A quasi novant’anni dal tragico evento storico del rogo dei libri a Berlino, per mano della ferocia nazista che si espandeva, la Biblioteca Comunale “Francesco Morlicchio”, ha aderito all’iniziativa promossa dall’Associazione Italiana delle Biblioteche: Libri Salvati.


Venerdì 10 maggio, infatti, il liceo scafatese “Renato Caccioppoli”, in collaborazione con la Biblioteca Comunale “F. Morlicchio”, col patrocinio dell’Università L’Orientale e il Goethe Institut di Napoli, hanno presentato la quinta edizione del progetto “Le voci dei Libri: diverse letterature”. I giovani liceali hanno partecipato con grande interesse e spirito di curiosità ad un incontro che ha spinto verso una profonda riflessione sul ruolo apicale della cultura e della letteratura per la crescita sociale dei popoli e dei territori.
Ospiti d’eccezione sono stati Elda Morlicchio, Rettrice dell’Ateneo L’Orientale e Maria Carmen Morese, Direttrice del Goethe Institut.
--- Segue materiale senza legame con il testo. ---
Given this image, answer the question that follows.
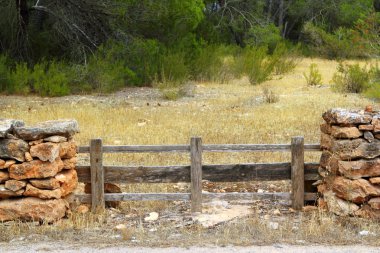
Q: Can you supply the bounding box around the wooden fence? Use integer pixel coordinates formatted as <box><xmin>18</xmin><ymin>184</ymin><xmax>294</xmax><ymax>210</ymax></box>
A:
<box><xmin>76</xmin><ymin>137</ymin><xmax>320</xmax><ymax>212</ymax></box>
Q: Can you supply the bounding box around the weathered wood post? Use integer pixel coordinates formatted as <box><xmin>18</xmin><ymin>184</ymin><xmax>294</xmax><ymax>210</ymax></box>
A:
<box><xmin>90</xmin><ymin>139</ymin><xmax>105</xmax><ymax>213</ymax></box>
<box><xmin>291</xmin><ymin>136</ymin><xmax>305</xmax><ymax>210</ymax></box>
<box><xmin>190</xmin><ymin>137</ymin><xmax>202</xmax><ymax>213</ymax></box>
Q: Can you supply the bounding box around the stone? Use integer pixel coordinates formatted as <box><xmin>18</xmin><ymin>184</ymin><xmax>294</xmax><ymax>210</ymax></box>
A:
<box><xmin>5</xmin><ymin>180</ymin><xmax>26</xmax><ymax>192</ymax></box>
<box><xmin>76</xmin><ymin>204</ymin><xmax>90</xmax><ymax>214</ymax></box>
<box><xmin>14</xmin><ymin>119</ymin><xmax>79</xmax><ymax>141</ymax></box>
<box><xmin>323</xmin><ymin>191</ymin><xmax>359</xmax><ymax>216</ymax></box>
<box><xmin>317</xmin><ymin>184</ymin><xmax>328</xmax><ymax>195</ymax></box>
<box><xmin>25</xmin><ymin>152</ymin><xmax>33</xmax><ymax>162</ymax></box>
<box><xmin>368</xmin><ymin>197</ymin><xmax>380</xmax><ymax>210</ymax></box>
<box><xmin>369</xmin><ymin>177</ymin><xmax>380</xmax><ymax>184</ymax></box>
<box><xmin>0</xmin><ymin>170</ymin><xmax>9</xmax><ymax>183</ymax></box>
<box><xmin>302</xmin><ymin>205</ymin><xmax>318</xmax><ymax>212</ymax></box>
<box><xmin>330</xmin><ymin>139</ymin><xmax>380</xmax><ymax>160</ymax></box>
<box><xmin>30</xmin><ymin>142</ymin><xmax>60</xmax><ymax>162</ymax></box>
<box><xmin>0</xmin><ymin>139</ymin><xmax>29</xmax><ymax>162</ymax></box>
<box><xmin>24</xmin><ymin>184</ymin><xmax>62</xmax><ymax>199</ymax></box>
<box><xmin>320</xmin><ymin>133</ymin><xmax>334</xmax><ymax>150</ymax></box>
<box><xmin>322</xmin><ymin>108</ymin><xmax>372</xmax><ymax>125</ymax></box>
<box><xmin>9</xmin><ymin>158</ymin><xmax>63</xmax><ymax>180</ymax></box>
<box><xmin>59</xmin><ymin>141</ymin><xmax>77</xmax><ymax>159</ymax></box>
<box><xmin>29</xmin><ymin>177</ymin><xmax>61</xmax><ymax>190</ymax></box>
<box><xmin>320</xmin><ymin>122</ymin><xmax>331</xmax><ymax>135</ymax></box>
<box><xmin>319</xmin><ymin>150</ymin><xmax>339</xmax><ymax>175</ymax></box>
<box><xmin>372</xmin><ymin>115</ymin><xmax>380</xmax><ymax>134</ymax></box>
<box><xmin>0</xmin><ymin>184</ymin><xmax>24</xmax><ymax>199</ymax></box>
<box><xmin>55</xmin><ymin>170</ymin><xmax>78</xmax><ymax>197</ymax></box>
<box><xmin>4</xmin><ymin>160</ymin><xmax>16</xmax><ymax>169</ymax></box>
<box><xmin>144</xmin><ymin>212</ymin><xmax>159</xmax><ymax>222</ymax></box>
<box><xmin>364</xmin><ymin>131</ymin><xmax>375</xmax><ymax>143</ymax></box>
<box><xmin>62</xmin><ymin>157</ymin><xmax>77</xmax><ymax>170</ymax></box>
<box><xmin>338</xmin><ymin>158</ymin><xmax>380</xmax><ymax>179</ymax></box>
<box><xmin>44</xmin><ymin>135</ymin><xmax>67</xmax><ymax>143</ymax></box>
<box><xmin>359</xmin><ymin>125</ymin><xmax>373</xmax><ymax>131</ymax></box>
<box><xmin>331</xmin><ymin>126</ymin><xmax>363</xmax><ymax>139</ymax></box>
<box><xmin>332</xmin><ymin>177</ymin><xmax>380</xmax><ymax>204</ymax></box>
<box><xmin>0</xmin><ymin>119</ymin><xmax>24</xmax><ymax>138</ymax></box>
<box><xmin>84</xmin><ymin>183</ymin><xmax>122</xmax><ymax>208</ymax></box>
<box><xmin>355</xmin><ymin>205</ymin><xmax>380</xmax><ymax>220</ymax></box>
<box><xmin>29</xmin><ymin>139</ymin><xmax>44</xmax><ymax>146</ymax></box>
<box><xmin>0</xmin><ymin>197</ymin><xmax>68</xmax><ymax>223</ymax></box>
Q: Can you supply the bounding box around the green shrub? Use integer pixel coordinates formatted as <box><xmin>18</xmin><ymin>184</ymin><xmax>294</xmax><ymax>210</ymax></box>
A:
<box><xmin>302</xmin><ymin>22</ymin><xmax>367</xmax><ymax>59</ymax></box>
<box><xmin>332</xmin><ymin>63</ymin><xmax>370</xmax><ymax>93</ymax></box>
<box><xmin>31</xmin><ymin>62</ymin><xmax>70</xmax><ymax>97</ymax></box>
<box><xmin>235</xmin><ymin>47</ymin><xmax>274</xmax><ymax>85</ymax></box>
<box><xmin>303</xmin><ymin>63</ymin><xmax>322</xmax><ymax>86</ymax></box>
<box><xmin>364</xmin><ymin>65</ymin><xmax>380</xmax><ymax>100</ymax></box>
<box><xmin>123</xmin><ymin>39</ymin><xmax>164</xmax><ymax>85</ymax></box>
<box><xmin>271</xmin><ymin>43</ymin><xmax>299</xmax><ymax>75</ymax></box>
<box><xmin>245</xmin><ymin>23</ymin><xmax>283</xmax><ymax>51</ymax></box>
<box><xmin>159</xmin><ymin>53</ymin><xmax>189</xmax><ymax>87</ymax></box>
<box><xmin>262</xmin><ymin>86</ymin><xmax>280</xmax><ymax>104</ymax></box>
<box><xmin>85</xmin><ymin>43</ymin><xmax>136</xmax><ymax>93</ymax></box>
<box><xmin>7</xmin><ymin>62</ymin><xmax>33</xmax><ymax>95</ymax></box>
<box><xmin>191</xmin><ymin>45</ymin><xmax>237</xmax><ymax>83</ymax></box>
<box><xmin>0</xmin><ymin>55</ymin><xmax>10</xmax><ymax>92</ymax></box>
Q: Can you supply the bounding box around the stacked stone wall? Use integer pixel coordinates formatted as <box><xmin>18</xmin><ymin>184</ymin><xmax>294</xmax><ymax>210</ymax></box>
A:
<box><xmin>0</xmin><ymin>119</ymin><xmax>79</xmax><ymax>222</ymax></box>
<box><xmin>318</xmin><ymin>107</ymin><xmax>380</xmax><ymax>219</ymax></box>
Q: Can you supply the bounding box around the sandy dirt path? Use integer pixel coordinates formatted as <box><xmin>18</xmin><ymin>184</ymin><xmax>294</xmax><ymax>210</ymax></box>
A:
<box><xmin>0</xmin><ymin>242</ymin><xmax>380</xmax><ymax>253</ymax></box>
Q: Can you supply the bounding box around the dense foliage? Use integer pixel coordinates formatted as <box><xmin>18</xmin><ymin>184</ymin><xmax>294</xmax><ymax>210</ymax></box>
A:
<box><xmin>0</xmin><ymin>0</ymin><xmax>380</xmax><ymax>96</ymax></box>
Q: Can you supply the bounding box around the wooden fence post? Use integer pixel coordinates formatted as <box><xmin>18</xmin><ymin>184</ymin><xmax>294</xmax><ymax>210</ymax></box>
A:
<box><xmin>90</xmin><ymin>139</ymin><xmax>105</xmax><ymax>213</ymax></box>
<box><xmin>190</xmin><ymin>137</ymin><xmax>202</xmax><ymax>213</ymax></box>
<box><xmin>291</xmin><ymin>136</ymin><xmax>305</xmax><ymax>210</ymax></box>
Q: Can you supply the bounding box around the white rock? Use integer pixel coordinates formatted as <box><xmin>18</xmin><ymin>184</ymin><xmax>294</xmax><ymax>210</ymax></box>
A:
<box><xmin>144</xmin><ymin>212</ymin><xmax>158</xmax><ymax>221</ymax></box>
<box><xmin>359</xmin><ymin>230</ymin><xmax>376</xmax><ymax>236</ymax></box>
<box><xmin>115</xmin><ymin>224</ymin><xmax>127</xmax><ymax>230</ymax></box>
<box><xmin>268</xmin><ymin>221</ymin><xmax>279</xmax><ymax>230</ymax></box>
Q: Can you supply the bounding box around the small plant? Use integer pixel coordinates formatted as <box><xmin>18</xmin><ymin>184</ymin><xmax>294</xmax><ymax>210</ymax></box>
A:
<box><xmin>303</xmin><ymin>63</ymin><xmax>322</xmax><ymax>86</ymax></box>
<box><xmin>332</xmin><ymin>63</ymin><xmax>370</xmax><ymax>93</ymax></box>
<box><xmin>364</xmin><ymin>65</ymin><xmax>380</xmax><ymax>100</ymax></box>
<box><xmin>0</xmin><ymin>55</ymin><xmax>10</xmax><ymax>92</ymax></box>
<box><xmin>262</xmin><ymin>86</ymin><xmax>280</xmax><ymax>104</ymax></box>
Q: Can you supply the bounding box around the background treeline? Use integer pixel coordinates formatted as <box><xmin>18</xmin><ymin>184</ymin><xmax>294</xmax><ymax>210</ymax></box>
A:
<box><xmin>0</xmin><ymin>0</ymin><xmax>380</xmax><ymax>96</ymax></box>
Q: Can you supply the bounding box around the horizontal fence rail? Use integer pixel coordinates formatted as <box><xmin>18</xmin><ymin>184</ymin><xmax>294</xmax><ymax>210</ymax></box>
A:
<box><xmin>76</xmin><ymin>137</ymin><xmax>320</xmax><ymax>212</ymax></box>
<box><xmin>77</xmin><ymin>163</ymin><xmax>321</xmax><ymax>183</ymax></box>
<box><xmin>78</xmin><ymin>144</ymin><xmax>321</xmax><ymax>153</ymax></box>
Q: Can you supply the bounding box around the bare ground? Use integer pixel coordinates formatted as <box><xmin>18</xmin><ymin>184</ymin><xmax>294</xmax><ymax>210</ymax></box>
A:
<box><xmin>0</xmin><ymin>242</ymin><xmax>380</xmax><ymax>253</ymax></box>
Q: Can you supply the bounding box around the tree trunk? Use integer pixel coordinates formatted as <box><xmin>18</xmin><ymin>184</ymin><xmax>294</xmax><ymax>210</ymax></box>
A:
<box><xmin>16</xmin><ymin>0</ymin><xmax>29</xmax><ymax>34</ymax></box>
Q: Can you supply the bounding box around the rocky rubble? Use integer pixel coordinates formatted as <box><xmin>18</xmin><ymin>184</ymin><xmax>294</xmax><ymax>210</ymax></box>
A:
<box><xmin>0</xmin><ymin>119</ymin><xmax>79</xmax><ymax>222</ymax></box>
<box><xmin>318</xmin><ymin>107</ymin><xmax>380</xmax><ymax>219</ymax></box>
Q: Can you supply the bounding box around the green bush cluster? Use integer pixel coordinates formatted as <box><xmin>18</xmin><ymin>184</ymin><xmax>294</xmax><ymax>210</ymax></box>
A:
<box><xmin>332</xmin><ymin>63</ymin><xmax>380</xmax><ymax>99</ymax></box>
<box><xmin>303</xmin><ymin>63</ymin><xmax>322</xmax><ymax>86</ymax></box>
<box><xmin>0</xmin><ymin>38</ymin><xmax>296</xmax><ymax>99</ymax></box>
<box><xmin>236</xmin><ymin>44</ymin><xmax>297</xmax><ymax>85</ymax></box>
<box><xmin>332</xmin><ymin>63</ymin><xmax>370</xmax><ymax>93</ymax></box>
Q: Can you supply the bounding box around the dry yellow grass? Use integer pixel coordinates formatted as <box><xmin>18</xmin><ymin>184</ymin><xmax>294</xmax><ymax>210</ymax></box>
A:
<box><xmin>0</xmin><ymin>59</ymin><xmax>380</xmax><ymax>246</ymax></box>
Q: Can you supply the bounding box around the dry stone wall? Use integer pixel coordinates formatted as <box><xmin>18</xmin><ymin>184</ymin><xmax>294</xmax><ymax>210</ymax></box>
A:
<box><xmin>318</xmin><ymin>107</ymin><xmax>380</xmax><ymax>219</ymax></box>
<box><xmin>0</xmin><ymin>119</ymin><xmax>79</xmax><ymax>222</ymax></box>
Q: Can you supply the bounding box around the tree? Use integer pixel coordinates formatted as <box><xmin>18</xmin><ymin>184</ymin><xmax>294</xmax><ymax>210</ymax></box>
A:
<box><xmin>0</xmin><ymin>0</ymin><xmax>112</xmax><ymax>61</ymax></box>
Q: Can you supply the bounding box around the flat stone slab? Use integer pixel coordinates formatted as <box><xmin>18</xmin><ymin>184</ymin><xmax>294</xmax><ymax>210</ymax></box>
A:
<box><xmin>0</xmin><ymin>139</ymin><xmax>29</xmax><ymax>162</ymax></box>
<box><xmin>0</xmin><ymin>197</ymin><xmax>68</xmax><ymax>222</ymax></box>
<box><xmin>326</xmin><ymin>139</ymin><xmax>380</xmax><ymax>160</ymax></box>
<box><xmin>14</xmin><ymin>119</ymin><xmax>79</xmax><ymax>141</ymax></box>
<box><xmin>0</xmin><ymin>119</ymin><xmax>25</xmax><ymax>138</ymax></box>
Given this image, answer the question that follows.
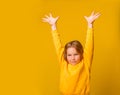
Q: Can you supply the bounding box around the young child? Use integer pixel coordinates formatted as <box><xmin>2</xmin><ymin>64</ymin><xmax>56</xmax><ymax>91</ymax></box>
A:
<box><xmin>43</xmin><ymin>12</ymin><xmax>100</xmax><ymax>95</ymax></box>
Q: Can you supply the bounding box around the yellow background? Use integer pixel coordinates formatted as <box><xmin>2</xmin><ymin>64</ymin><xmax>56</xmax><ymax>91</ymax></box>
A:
<box><xmin>0</xmin><ymin>0</ymin><xmax>120</xmax><ymax>95</ymax></box>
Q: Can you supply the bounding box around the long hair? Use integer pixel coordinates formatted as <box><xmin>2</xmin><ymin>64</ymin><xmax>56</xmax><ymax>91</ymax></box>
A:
<box><xmin>63</xmin><ymin>40</ymin><xmax>83</xmax><ymax>61</ymax></box>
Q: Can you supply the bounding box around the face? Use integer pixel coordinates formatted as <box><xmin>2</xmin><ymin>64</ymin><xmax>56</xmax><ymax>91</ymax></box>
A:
<box><xmin>67</xmin><ymin>47</ymin><xmax>80</xmax><ymax>65</ymax></box>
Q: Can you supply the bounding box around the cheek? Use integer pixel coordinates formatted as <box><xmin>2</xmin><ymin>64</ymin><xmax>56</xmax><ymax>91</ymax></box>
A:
<box><xmin>76</xmin><ymin>55</ymin><xmax>80</xmax><ymax>61</ymax></box>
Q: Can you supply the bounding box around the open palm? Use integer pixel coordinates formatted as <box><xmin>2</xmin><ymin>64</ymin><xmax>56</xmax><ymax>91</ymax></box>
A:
<box><xmin>42</xmin><ymin>13</ymin><xmax>59</xmax><ymax>25</ymax></box>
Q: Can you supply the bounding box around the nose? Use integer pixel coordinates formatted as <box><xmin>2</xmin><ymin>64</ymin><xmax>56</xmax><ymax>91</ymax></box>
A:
<box><xmin>72</xmin><ymin>55</ymin><xmax>75</xmax><ymax>60</ymax></box>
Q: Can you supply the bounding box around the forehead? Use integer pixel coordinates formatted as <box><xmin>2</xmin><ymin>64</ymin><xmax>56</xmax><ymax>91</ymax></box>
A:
<box><xmin>67</xmin><ymin>47</ymin><xmax>78</xmax><ymax>54</ymax></box>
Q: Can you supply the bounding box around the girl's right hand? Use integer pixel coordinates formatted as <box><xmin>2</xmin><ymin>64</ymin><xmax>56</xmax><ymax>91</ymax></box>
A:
<box><xmin>42</xmin><ymin>13</ymin><xmax>59</xmax><ymax>26</ymax></box>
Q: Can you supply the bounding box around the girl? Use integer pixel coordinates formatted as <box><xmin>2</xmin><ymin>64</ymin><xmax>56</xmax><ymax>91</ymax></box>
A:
<box><xmin>43</xmin><ymin>12</ymin><xmax>100</xmax><ymax>95</ymax></box>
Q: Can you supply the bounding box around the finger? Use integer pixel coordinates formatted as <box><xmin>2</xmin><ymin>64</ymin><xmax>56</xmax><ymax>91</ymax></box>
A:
<box><xmin>45</xmin><ymin>15</ymin><xmax>49</xmax><ymax>18</ymax></box>
<box><xmin>91</xmin><ymin>11</ymin><xmax>95</xmax><ymax>16</ymax></box>
<box><xmin>94</xmin><ymin>13</ymin><xmax>101</xmax><ymax>19</ymax></box>
<box><xmin>42</xmin><ymin>18</ymin><xmax>48</xmax><ymax>22</ymax></box>
<box><xmin>49</xmin><ymin>13</ymin><xmax>52</xmax><ymax>17</ymax></box>
<box><xmin>84</xmin><ymin>16</ymin><xmax>87</xmax><ymax>19</ymax></box>
<box><xmin>55</xmin><ymin>16</ymin><xmax>59</xmax><ymax>20</ymax></box>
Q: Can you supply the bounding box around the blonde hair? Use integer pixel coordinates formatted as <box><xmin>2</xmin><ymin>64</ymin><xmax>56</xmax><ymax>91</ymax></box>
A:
<box><xmin>63</xmin><ymin>40</ymin><xmax>83</xmax><ymax>61</ymax></box>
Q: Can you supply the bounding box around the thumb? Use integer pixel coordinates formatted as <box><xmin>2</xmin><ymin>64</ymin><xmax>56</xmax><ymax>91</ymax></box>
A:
<box><xmin>55</xmin><ymin>16</ymin><xmax>59</xmax><ymax>20</ymax></box>
<box><xmin>84</xmin><ymin>16</ymin><xmax>87</xmax><ymax>20</ymax></box>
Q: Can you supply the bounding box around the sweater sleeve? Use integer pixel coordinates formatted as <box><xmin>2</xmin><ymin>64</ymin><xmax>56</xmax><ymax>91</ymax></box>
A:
<box><xmin>83</xmin><ymin>28</ymin><xmax>94</xmax><ymax>71</ymax></box>
<box><xmin>52</xmin><ymin>30</ymin><xmax>64</xmax><ymax>63</ymax></box>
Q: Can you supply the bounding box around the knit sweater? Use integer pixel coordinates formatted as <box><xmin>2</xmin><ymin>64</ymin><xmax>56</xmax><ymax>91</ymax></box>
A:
<box><xmin>52</xmin><ymin>28</ymin><xmax>94</xmax><ymax>95</ymax></box>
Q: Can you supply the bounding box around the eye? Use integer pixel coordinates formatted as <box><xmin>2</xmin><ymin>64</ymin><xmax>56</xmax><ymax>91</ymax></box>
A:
<box><xmin>67</xmin><ymin>54</ymin><xmax>71</xmax><ymax>56</ymax></box>
<box><xmin>74</xmin><ymin>53</ymin><xmax>78</xmax><ymax>55</ymax></box>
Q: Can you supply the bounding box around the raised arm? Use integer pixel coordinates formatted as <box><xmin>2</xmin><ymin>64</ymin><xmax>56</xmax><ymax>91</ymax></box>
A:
<box><xmin>43</xmin><ymin>14</ymin><xmax>63</xmax><ymax>62</ymax></box>
<box><xmin>84</xmin><ymin>12</ymin><xmax>100</xmax><ymax>70</ymax></box>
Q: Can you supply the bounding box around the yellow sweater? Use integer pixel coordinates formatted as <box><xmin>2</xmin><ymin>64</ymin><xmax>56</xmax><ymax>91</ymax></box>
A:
<box><xmin>52</xmin><ymin>28</ymin><xmax>94</xmax><ymax>95</ymax></box>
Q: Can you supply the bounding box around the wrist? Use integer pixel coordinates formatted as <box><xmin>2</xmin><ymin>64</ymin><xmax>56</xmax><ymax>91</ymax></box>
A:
<box><xmin>51</xmin><ymin>24</ymin><xmax>56</xmax><ymax>30</ymax></box>
<box><xmin>88</xmin><ymin>23</ymin><xmax>93</xmax><ymax>28</ymax></box>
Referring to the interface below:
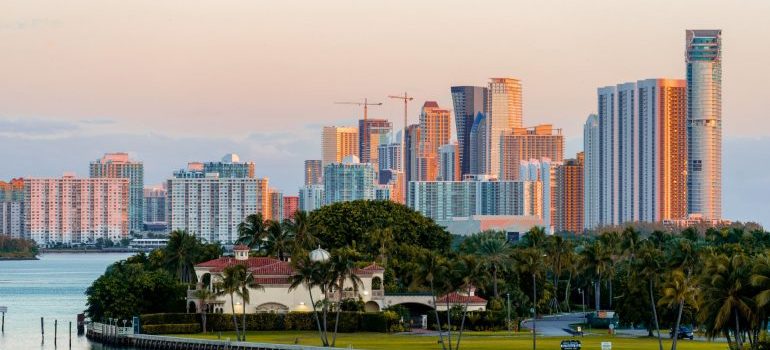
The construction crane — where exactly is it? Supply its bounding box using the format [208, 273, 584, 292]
[334, 98, 382, 125]
[388, 92, 414, 197]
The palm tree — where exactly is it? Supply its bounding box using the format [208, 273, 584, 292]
[164, 230, 199, 284]
[264, 220, 294, 261]
[658, 269, 697, 350]
[238, 213, 267, 250]
[284, 210, 318, 256]
[289, 257, 329, 346]
[478, 237, 511, 298]
[216, 265, 241, 339]
[193, 287, 216, 334]
[330, 248, 363, 347]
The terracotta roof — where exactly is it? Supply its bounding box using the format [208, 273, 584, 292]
[436, 292, 487, 305]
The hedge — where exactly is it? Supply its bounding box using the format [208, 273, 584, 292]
[142, 323, 201, 334]
[141, 311, 398, 334]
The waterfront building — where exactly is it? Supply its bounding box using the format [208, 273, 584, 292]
[143, 186, 167, 231]
[299, 185, 326, 213]
[583, 114, 601, 229]
[415, 101, 452, 181]
[498, 124, 564, 180]
[407, 178, 543, 221]
[305, 159, 324, 186]
[485, 78, 523, 176]
[637, 79, 687, 222]
[90, 152, 144, 232]
[437, 143, 462, 181]
[450, 86, 488, 178]
[321, 126, 358, 166]
[23, 173, 130, 246]
[358, 119, 393, 166]
[685, 29, 722, 220]
[324, 156, 375, 204]
[554, 152, 585, 233]
[283, 196, 299, 220]
[166, 173, 272, 244]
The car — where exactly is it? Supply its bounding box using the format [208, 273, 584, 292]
[669, 327, 694, 340]
[561, 339, 583, 350]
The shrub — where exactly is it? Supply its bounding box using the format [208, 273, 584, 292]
[142, 323, 201, 334]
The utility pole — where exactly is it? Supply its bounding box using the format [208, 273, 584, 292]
[388, 92, 414, 200]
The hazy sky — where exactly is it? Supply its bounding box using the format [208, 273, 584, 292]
[0, 0, 770, 224]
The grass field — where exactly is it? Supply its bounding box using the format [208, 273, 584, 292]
[177, 331, 727, 350]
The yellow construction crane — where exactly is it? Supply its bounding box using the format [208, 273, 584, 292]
[334, 98, 382, 124]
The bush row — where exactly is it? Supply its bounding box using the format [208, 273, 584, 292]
[142, 323, 201, 334]
[141, 311, 398, 334]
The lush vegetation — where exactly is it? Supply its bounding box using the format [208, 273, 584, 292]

Ad introdurre la manifestazione il Dirigente scolastico del liceo Caccioppoli, Domenico D’Alessandro, il quale  ha sottolineato l’indispensabile attività collaborativa  mantenuta con la Biblioteca della città la quale rappresenta ancora oggi l’unico epicentro culturale per la comunità locale. L’importanza di questa sinergia è stata apprezzata anche dalla dott. ssa Benevento che, entusiasta della confermata partecipazione della biblioteca alle manifestazioni che coinvolgono i giovani scafatesi, ha parlato della lettura come strumento di formazione e perfezionamento nella vita della persona nonché dell’importanza del processo di sensibilizzazione alla lettura che un ente culturale come la biblioteca è chiamata a svolgere. Un interessante spunto di riflessione è pervenuto, inoltre, da Elda Morlicchio la quale ha fatto riflettere sul parallelismo che si individua tra l’atroce gesto liberticida dei nazisti verso i testi oggetto di rogo e la crescente intolleranza che pervade la nostra società la quale, apparentemente, millanta un avanzato sistema tecnologico che facilita le forme di comunicazione tra individui ma che, in concreto, nasconde ancora crepe rilevanti sul tema del dialogo e della comunicazione tra persone. Due periodi storici diversi ma in cui è possibile rintracciare delle similitudini negli attacchi alle libertà fondamentali di un individuo. E tra le libertà che possono più gravemente essere offese e ferite c’è senz’altro quella alla libertà di espressione della persona in tutte le sue forme. In tal senso gli interventi degli ospiti hanno messo in rilievo la centralità della letteratura come mezzo di dialogo tra culture, capace di ricucire spaccature storiche e andare oltre le diversità culturali che differenziano un Paese rispetto ad un altro.  E un esempio di congiuntura tra culture che sembrano così divergenti fra loro è il libro “Amore, amore Liebe auf Italienisch” scritto da Maria Carmen Morese, pompeiana e attuale direttrice del Goethe institut. La Morese nel suo testo descrive costumi e simboli legati al fascino della cultura tipicamente italiana e, in special modo, di quella meridionale. Un fascino che ancora oggi cattura i tedeschi quando ricollegano il pensiero all’universo culturale italiano. Di alcuni passi del libro è stata data lettura da alcune studentesse del liceo Caccioppoli.


Il successo dell’evento sarà da stimolo per incrementare l’impegno su progetti di coinvolgimento delle nuove generazioni che rappresentano il tessuto del nostro territorio e del suo futuro.